In 2013, the Israeli and Russian government signed agreements to collaborate on nuclear imaging and the development of radioactive materials for dental treatments. Although the agreement is limited to medical treatments, it could form the basis for wider collaboration for ventures between the two countries in nuclear technology.[240]

Technology incubators


In the field of technology incubators, collaborative projects are being establish between the two states. Rusnano, the Russian government's vehicle for investments in nanotechnology, has established a branch in Israel, with the aim of setting up a fund for investment in Israeli nanotechnology ventures.[241] Similarly, Russia's Skolkovo innovation center has established a branch in Israel, the Israel-Skolkovo Gateway/Center (IsraelSK), which involves raising private capital and government grants leveraging for Israeli and Russian start-up companies.[242]

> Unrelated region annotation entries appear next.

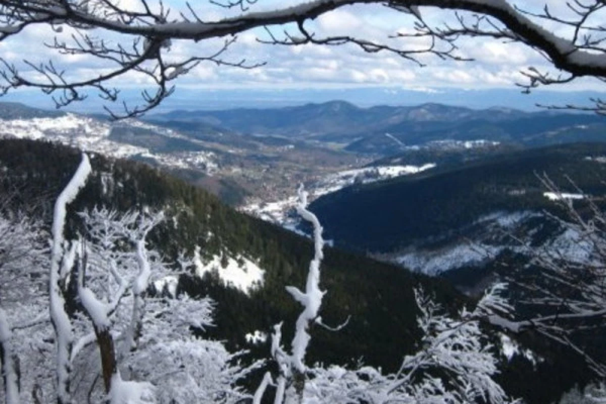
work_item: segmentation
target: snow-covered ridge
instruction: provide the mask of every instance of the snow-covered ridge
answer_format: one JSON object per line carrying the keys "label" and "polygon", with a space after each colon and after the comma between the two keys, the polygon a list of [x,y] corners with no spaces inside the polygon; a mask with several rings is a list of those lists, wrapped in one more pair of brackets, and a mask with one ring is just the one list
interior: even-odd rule
{"label": "snow-covered ridge", "polygon": [[0,119],[0,138],[44,139],[108,157],[141,157],[154,160],[164,167],[197,170],[207,174],[213,174],[218,169],[216,156],[211,152],[183,150],[171,153],[155,153],[147,147],[116,142],[110,139],[110,135],[112,130],[117,128],[145,129],[159,136],[196,143],[195,139],[171,129],[136,119],[111,123],[73,113],[58,118]]}
{"label": "snow-covered ridge", "polygon": [[205,262],[200,256],[200,248],[195,252],[196,275],[202,277],[206,273],[217,274],[226,286],[239,289],[247,294],[263,284],[265,270],[258,263],[242,256],[235,258],[222,255],[214,256]]}
{"label": "snow-covered ridge", "polygon": [[[541,217],[537,212],[523,211],[513,213],[495,212],[480,217],[474,225],[485,226],[487,228],[503,234],[513,233],[516,228],[527,220]],[[528,231],[531,234],[534,229]],[[444,272],[464,267],[479,267],[495,259],[499,254],[510,251],[515,254],[527,256],[548,256],[565,259],[568,262],[587,263],[591,262],[595,247],[577,231],[564,230],[557,234],[542,246],[531,247],[522,245],[511,239],[498,242],[476,241],[474,242],[456,242],[439,249],[415,248],[399,254],[379,256],[378,259],[399,265],[415,272],[430,276],[438,276]]]}
{"label": "snow-covered ridge", "polygon": [[387,165],[347,170],[322,178],[311,187],[310,193],[318,197],[356,183],[370,184],[400,176],[416,174],[435,167],[435,164],[430,163],[421,166]]}
{"label": "snow-covered ridge", "polygon": [[[401,176],[416,174],[435,167],[435,164],[430,164],[422,166],[387,165],[354,168],[326,176],[310,186],[308,189],[310,199],[313,200],[355,184],[370,184]],[[296,203],[296,199],[294,196],[276,201],[264,201],[257,199],[249,200],[248,203],[240,207],[239,210],[298,233],[300,233],[297,230],[299,219],[293,217],[290,214]]]}
{"label": "snow-covered ridge", "polygon": [[567,193],[545,192],[543,196],[550,200],[560,200],[561,199],[584,199],[585,197],[582,194],[569,194]]}

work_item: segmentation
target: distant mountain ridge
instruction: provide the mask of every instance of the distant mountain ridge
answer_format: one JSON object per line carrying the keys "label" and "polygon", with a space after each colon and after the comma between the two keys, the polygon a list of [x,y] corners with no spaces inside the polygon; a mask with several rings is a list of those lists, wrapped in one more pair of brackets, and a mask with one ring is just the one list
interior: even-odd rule
{"label": "distant mountain ridge", "polygon": [[[311,209],[336,245],[387,254],[448,236],[496,212],[553,206],[537,174],[564,192],[606,193],[606,144],[578,144],[501,153],[467,163],[438,165],[416,174],[354,185],[322,196]],[[450,234],[450,236],[448,236]]]}
{"label": "distant mountain ridge", "polygon": [[428,103],[361,108],[345,101],[278,108],[175,111],[150,116],[157,123],[204,122],[241,134],[270,134],[338,144],[350,152],[388,156],[406,147],[444,139],[487,140],[525,147],[602,141],[604,119],[570,111],[473,110]]}

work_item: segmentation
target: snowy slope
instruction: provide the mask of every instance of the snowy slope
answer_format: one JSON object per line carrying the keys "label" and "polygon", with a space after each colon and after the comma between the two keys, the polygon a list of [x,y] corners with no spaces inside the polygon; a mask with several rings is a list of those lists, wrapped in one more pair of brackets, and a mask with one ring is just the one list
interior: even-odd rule
{"label": "snowy slope", "polygon": [[109,157],[139,157],[168,168],[195,169],[208,174],[213,173],[218,168],[215,156],[211,152],[178,150],[171,153],[159,153],[152,147],[116,142],[110,138],[112,130],[116,128],[145,129],[160,136],[195,142],[171,129],[136,119],[113,123],[73,113],[57,118],[0,119],[0,138],[44,139]]}

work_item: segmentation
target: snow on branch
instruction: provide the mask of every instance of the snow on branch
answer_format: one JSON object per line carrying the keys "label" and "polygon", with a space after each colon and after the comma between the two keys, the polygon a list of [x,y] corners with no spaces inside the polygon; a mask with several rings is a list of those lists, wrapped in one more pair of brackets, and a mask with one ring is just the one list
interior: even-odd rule
{"label": "snow on branch", "polygon": [[[318,318],[322,299],[325,292],[320,290],[320,264],[324,258],[322,248],[324,241],[322,238],[322,226],[318,217],[308,210],[307,193],[301,185],[298,190],[299,201],[296,205],[297,213],[313,226],[314,257],[309,265],[305,292],[293,286],[286,286],[286,290],[303,306],[303,311],[299,315],[295,325],[295,337],[292,341],[292,354],[289,355],[281,347],[282,323],[274,326],[271,336],[271,356],[278,364],[280,374],[276,380],[276,391],[274,402],[282,404],[287,394],[287,384],[294,379],[294,394],[302,397],[305,386],[305,373],[307,371],[304,360],[307,346],[311,340],[308,330],[310,325]],[[267,386],[273,383],[271,374],[266,373],[255,394],[254,401],[260,400]],[[289,394],[287,399],[290,399]]]}
{"label": "snow on branch", "polygon": [[53,247],[51,254],[49,298],[50,318],[55,333],[57,350],[57,396],[59,404],[69,402],[69,373],[70,351],[73,340],[72,324],[65,310],[59,282],[61,260],[64,253],[63,231],[65,225],[67,205],[78,195],[80,188],[86,183],[92,168],[88,157],[82,153],[82,162],[72,180],[61,192],[55,205],[53,217]]}

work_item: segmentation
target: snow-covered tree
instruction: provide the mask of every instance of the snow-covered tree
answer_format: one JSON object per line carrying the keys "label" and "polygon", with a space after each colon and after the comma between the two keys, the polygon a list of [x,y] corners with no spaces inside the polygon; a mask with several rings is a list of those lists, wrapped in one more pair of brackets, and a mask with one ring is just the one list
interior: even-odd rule
{"label": "snow-covered tree", "polygon": [[[601,197],[586,194],[568,179],[570,186],[583,197],[575,203],[548,177],[539,179],[559,208],[557,214],[545,211],[546,219],[558,225],[573,247],[571,251],[547,243],[537,248],[516,237],[530,257],[528,267],[533,270],[519,270],[522,276],[516,283],[523,294],[518,303],[530,307],[530,313],[534,314],[518,315],[513,322],[498,316],[491,320],[516,333],[534,330],[570,346],[603,380],[604,359],[595,357],[579,343],[579,337],[582,339],[588,332],[606,326],[606,213],[598,205]],[[530,279],[529,272],[533,276]]]}
{"label": "snow-covered tree", "polygon": [[[306,365],[310,326],[316,323],[327,326],[319,316],[325,294],[319,289],[324,240],[318,218],[306,208],[307,194],[302,188],[299,197],[297,211],[313,226],[315,254],[310,264],[305,292],[287,286],[293,298],[303,306],[296,323],[291,353],[282,346],[282,323],[276,325],[271,336],[271,354],[278,365],[279,374],[275,382],[271,373],[265,374],[255,395],[255,404],[261,403],[271,385],[276,388],[276,404],[510,402],[503,389],[492,379],[498,372],[498,360],[494,347],[488,343],[480,328],[482,319],[493,315],[507,316],[511,311],[511,306],[501,296],[505,287],[502,283],[493,286],[473,311],[464,308],[457,319],[444,314],[422,290],[415,290],[421,311],[418,324],[424,336],[422,348],[405,357],[396,373],[384,374],[370,366],[349,370],[338,366]],[[338,332],[339,328],[335,331]]]}
{"label": "snow-covered tree", "polygon": [[[208,15],[196,12],[199,2],[181,7],[172,4],[171,9],[161,1],[150,0],[2,0],[0,41],[10,41],[30,27],[50,25],[56,38],[41,37],[41,42],[61,58],[77,55],[95,61],[95,65],[101,64],[103,68],[91,69],[89,75],[82,78],[61,67],[56,60],[15,64],[1,59],[4,84],[0,90],[6,93],[22,87],[38,88],[53,93],[58,107],[83,99],[87,90],[115,102],[119,94],[112,81],[134,73],[155,90],[144,92],[140,105],[114,113],[137,116],[169,96],[174,81],[201,64],[242,68],[258,66],[256,62],[248,63],[238,55],[230,55],[230,48],[238,34],[263,27],[267,30],[259,39],[271,45],[351,44],[369,53],[389,53],[420,65],[431,60],[428,56],[469,60],[464,52],[459,51],[461,39],[465,37],[517,42],[537,51],[555,68],[551,71],[533,66],[524,70],[521,73],[525,79],[519,85],[527,91],[539,85],[568,84],[579,78],[606,79],[603,0],[527,2],[531,10],[538,11],[525,9],[520,2],[511,0],[314,0],[272,4],[262,10],[249,10],[260,7],[262,2],[258,0],[210,2],[219,6],[217,11],[225,12]],[[402,28],[385,33],[382,39],[361,37],[363,34],[359,31],[336,36],[314,31],[313,20],[352,5],[359,5],[360,12],[373,6],[386,7],[402,21]],[[436,8],[450,13],[451,18],[436,14],[440,11]],[[444,21],[447,22],[442,23]],[[276,33],[283,29],[285,33]],[[188,54],[181,51],[181,47],[171,51],[171,45],[178,41],[216,39],[224,41],[207,53]],[[588,109],[602,112],[606,109],[602,100],[593,101],[594,106]]]}
{"label": "snow-covered tree", "polygon": [[250,397],[237,383],[259,364],[241,366],[241,353],[196,336],[212,325],[213,302],[150,293],[152,282],[175,274],[148,245],[161,212],[85,210],[78,215],[85,231],[64,239],[68,205],[90,171],[83,154],[56,204],[50,253],[41,224],[0,216],[0,401]]}
{"label": "snow-covered tree", "polygon": [[32,354],[48,348],[45,241],[40,222],[6,208],[0,211],[0,401],[4,397],[7,404],[19,402],[21,392],[31,391],[44,374],[37,372],[30,377],[33,374],[27,369],[44,366]]}

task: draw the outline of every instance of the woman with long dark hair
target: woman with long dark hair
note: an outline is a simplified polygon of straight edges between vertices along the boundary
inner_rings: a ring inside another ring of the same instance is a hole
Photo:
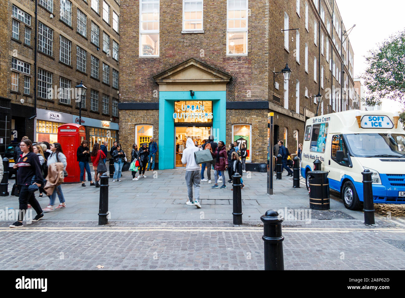
[[[97,166],[98,165],[98,163],[102,159],[104,159],[106,158],[105,154],[103,152],[102,150],[100,149],[100,145],[98,143],[95,143],[93,145],[93,150],[92,150],[91,157],[92,158],[92,162],[93,163],[93,169],[94,170],[94,181],[96,181],[96,187],[100,187],[100,185],[98,184],[100,181],[100,177],[98,177],[98,173],[97,173]],[[103,162],[102,161],[101,162]]]
[[[42,184],[43,177],[41,171],[39,159],[34,153],[32,142],[28,139],[21,141],[19,145],[21,154],[18,157],[18,160],[13,167],[18,168],[17,178],[21,186],[20,195],[18,198],[19,204],[18,220],[10,225],[10,227],[21,227],[23,226],[22,221],[27,212],[28,203],[30,203],[36,212],[36,216],[32,220],[38,221],[44,217],[42,209],[39,203],[35,199],[34,193],[29,191],[28,187],[31,184],[36,184],[39,187]],[[35,182],[32,182],[35,176]]]
[[[47,163],[48,166],[49,167],[54,163],[62,163],[63,164],[63,170],[66,171],[68,163],[66,157],[63,154],[60,144],[59,143],[54,143],[51,145],[51,151],[52,151],[52,154],[49,155],[49,157],[48,158]],[[56,198],[57,193],[58,193],[58,197],[59,199],[59,205],[54,209],[53,204],[55,203],[55,199]],[[53,190],[53,192],[51,195],[49,196],[49,204],[46,208],[44,209],[45,212],[50,212],[54,210],[59,210],[66,207],[66,204],[65,203],[65,197],[63,195],[63,193],[62,192],[61,184],[59,184]]]
[[[141,159],[139,158],[139,152],[138,150],[138,146],[136,144],[132,145],[132,151],[131,152],[131,162],[136,160],[139,163],[139,167],[141,166]],[[132,180],[139,180],[139,178],[136,177],[136,171],[132,171]]]
[[[84,169],[87,172],[87,180],[90,181],[90,185],[94,186],[96,184],[93,183],[92,179],[92,173],[90,172],[90,165],[89,165],[89,157],[90,157],[90,151],[89,151],[89,142],[86,140],[82,141],[81,144],[77,148],[76,155],[79,166],[80,167],[80,181],[82,186],[85,186],[84,184]]]

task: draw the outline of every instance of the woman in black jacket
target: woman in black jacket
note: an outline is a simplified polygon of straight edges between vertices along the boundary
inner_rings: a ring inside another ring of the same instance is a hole
[[[141,165],[141,159],[139,159],[139,152],[138,150],[138,146],[136,144],[132,145],[132,151],[131,152],[131,162],[136,160],[139,162]],[[136,177],[136,171],[132,171],[132,180],[139,180],[139,178]]]
[[[79,166],[80,167],[80,181],[81,186],[85,186],[84,184],[84,169],[87,172],[87,180],[90,181],[90,185],[94,186],[96,184],[93,183],[92,173],[90,172],[90,165],[89,165],[89,159],[90,158],[90,151],[88,147],[89,142],[84,140],[81,144],[79,146],[76,152]]]
[[[32,221],[38,221],[44,217],[42,209],[34,196],[34,192],[30,191],[31,190],[29,188],[29,187],[34,184],[39,187],[43,181],[39,159],[34,153],[32,142],[30,140],[27,139],[21,141],[19,147],[21,154],[18,157],[18,160],[13,167],[14,169],[18,169],[17,178],[21,188],[18,198],[19,203],[19,208],[20,212],[18,212],[18,220],[11,225],[10,227],[21,227],[23,226],[22,221],[27,212],[28,203],[36,212],[36,216],[32,220]],[[34,179],[35,182],[33,183]]]
[[[149,150],[148,149],[147,144],[146,143],[144,143],[142,146],[139,149],[139,158],[141,159],[141,161],[142,163],[142,166],[139,168],[139,174],[138,176],[138,178],[141,178],[141,175],[142,177],[146,178],[145,176],[145,170],[146,169],[146,164],[148,162],[148,156],[149,155]]]
[[[122,170],[122,166],[125,162],[125,153],[121,149],[121,144],[117,145],[117,149],[113,152],[113,158],[114,159],[114,167],[115,171],[114,172],[113,176],[113,182],[115,182],[115,179],[117,179],[118,182],[121,182],[121,171]]]

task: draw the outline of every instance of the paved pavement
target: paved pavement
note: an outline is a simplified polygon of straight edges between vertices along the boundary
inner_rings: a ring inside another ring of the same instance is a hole
[[[202,182],[200,197],[202,208],[197,209],[185,204],[187,187],[185,172],[181,168],[149,171],[146,172],[147,178],[132,181],[130,172],[124,172],[122,182],[113,183],[109,179],[111,219],[232,220],[231,184],[227,182],[227,188],[224,189],[213,189],[211,187],[213,184]],[[242,190],[242,196],[244,222],[260,222],[260,217],[269,209],[281,210],[284,213],[290,209],[309,209],[309,197],[303,181],[301,188],[294,189],[292,178],[287,177],[286,173],[281,180],[277,180],[275,177],[274,194],[269,195],[266,193],[266,173],[243,174],[245,187]],[[46,213],[45,219],[97,220],[100,189],[90,186],[88,182],[86,184],[85,187],[82,187],[80,183],[63,184],[66,208]],[[9,185],[10,191],[12,184],[12,180]],[[38,198],[38,193],[36,195]],[[43,208],[49,202],[47,197],[38,200]],[[331,199],[330,207],[331,210],[340,211],[355,219],[363,218],[362,212],[346,209],[339,200]],[[0,197],[0,209],[18,208],[17,197]]]

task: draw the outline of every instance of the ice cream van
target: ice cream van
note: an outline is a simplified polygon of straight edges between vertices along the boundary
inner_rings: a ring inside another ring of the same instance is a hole
[[[309,187],[307,173],[313,162],[329,172],[329,187],[340,193],[345,206],[361,208],[362,175],[373,173],[375,203],[405,204],[405,131],[398,113],[350,110],[307,120],[301,174]]]

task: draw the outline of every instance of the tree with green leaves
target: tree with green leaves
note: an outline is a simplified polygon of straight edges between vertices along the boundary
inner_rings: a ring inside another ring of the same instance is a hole
[[[361,77],[368,92],[362,101],[371,106],[384,98],[400,102],[404,108],[400,119],[405,123],[405,30],[369,51],[366,60],[368,67]]]

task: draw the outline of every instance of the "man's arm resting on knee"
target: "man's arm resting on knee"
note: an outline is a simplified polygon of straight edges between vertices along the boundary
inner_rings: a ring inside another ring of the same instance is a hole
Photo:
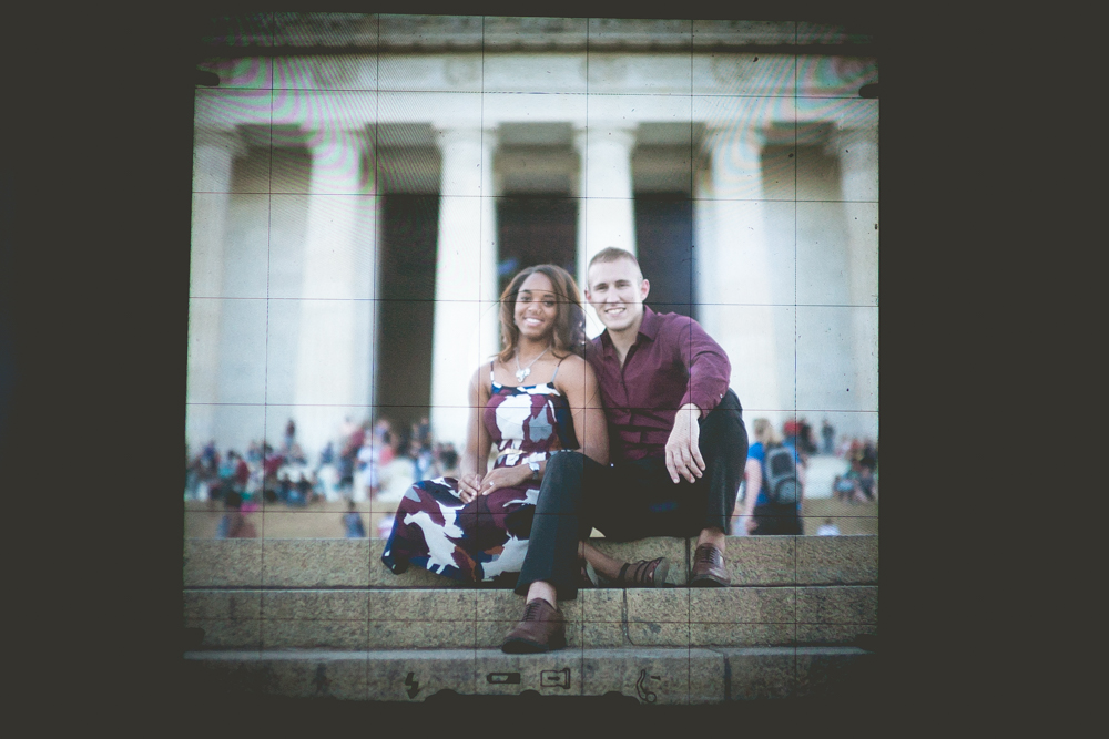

In 2016, Igor Drozdev, chairman of the board of the Skolkovo Foundation, signed a cooperation agreement with the Mayor of Yokneam, with the aim of collaboration in the development of technology between the two countries.[243][244]

In 2018, Yandex opened a computer science school in Israel for local students, in collaboration with Tel Aviv University's department of Computer Science. The school subsidized by Yandex, which will teach 50 Israeli students a year, will focus primarily in "machine learning". Joseph Klafter, president of Tel Aviv University, said: "The new joint educational program will help develop the IT sphere and national economies of both Russia and Israel."[245]

Plekhanov Russian University of Economics hold a joint course in blockchain development with the Israeli School of IT and Israel's HackerU.[246]